[incerteza]
às vezes gostava de saber se falo porque
penso. ou se falo para me fazer existir – não tenho nenhuma certeza verdadeira
além da dúvida em que vivo. só o estridor provocado pela passagem irrequieta do
ar me faz acreditar que existo mesmo sem pensar – às vezes ouço o mar. e mesmo
não o vendo. sei que está algures por aí colorido de gaivotas e sal – às vezes
em silêncio ouço-me. mas não me vejo. e pergunto: o que há dentro de mim que
fala enquanto a boca se cala. não sei – qual a razão para uma pedra estar num
determinado lugar e não noutro? não sei. provavelmente não há nenhuma razão. se
há ninguém sabe. eu pelo menos não sei nada do aparecimento de pedras. mesmo
daquelas que carrego. nasceram-me nas costas. como uma corcunda – e lá vou eu
caminhando na incerteza. carregando a dor das pedras e da voz que se esconde
atrás da boca – leminski no seu poema dor elegante fala deste sofrimento:
“Um homem com uma dor
É muito mais elegante
Caminha assim de lado
Como se chegando atrasado
Andasse mais adiante
Carrega o peso da dor
Como se portasse medalhas
Uma coroa, um milhão de dólares
Ou coisa que os valha
Ópios, édens, analgésicos
Não me toquem nessa dor
Ela é tudo o que me sobra
Sofrer vai ser a minha última obra”
não
sei se vou elegante. sei que vou. vou com a minha corcunda. empurrando as
pedras de um lado para o outro para chegar mais adiante – mas não gosto das
pedras. pelo menos destas que carrego. das outras nada digo. não são minhas e
nada fiz para que existissem. quem as mereceu que se enfade. é labuta sua – e
eu aqui a falar das pedras para evitar falar de mim. ou de pássaros. malmequeres.

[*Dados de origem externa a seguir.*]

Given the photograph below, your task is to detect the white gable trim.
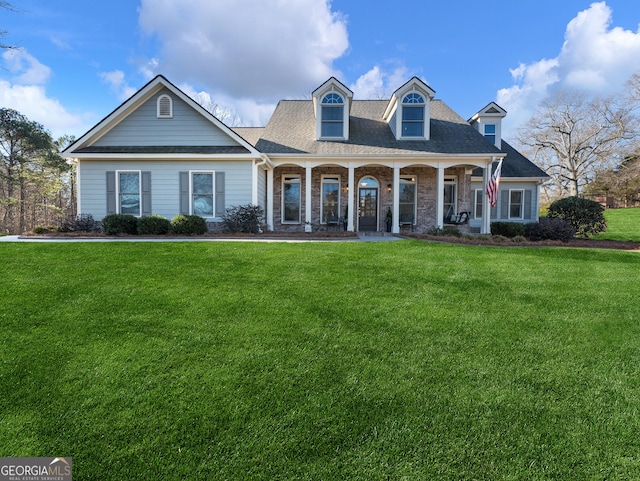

pão com marmelada. água benta. ou desesperança – tanta incerteza – às vezes
escrevo. e não sei se o que escrevo é resultado do que penso. ou escrevo para
fazer existir o que não consigo trazer à boca – às vezes quero apanhar
transporte para as maldivas. e ao fim do dia estou em monção – às vezes saio
com uma roupinha levezinha. de verão. e vou sem pensar pelo meio das pedras
como se não tivesse saído para lado nenhum. e sem que nada o fizesse adivinhar.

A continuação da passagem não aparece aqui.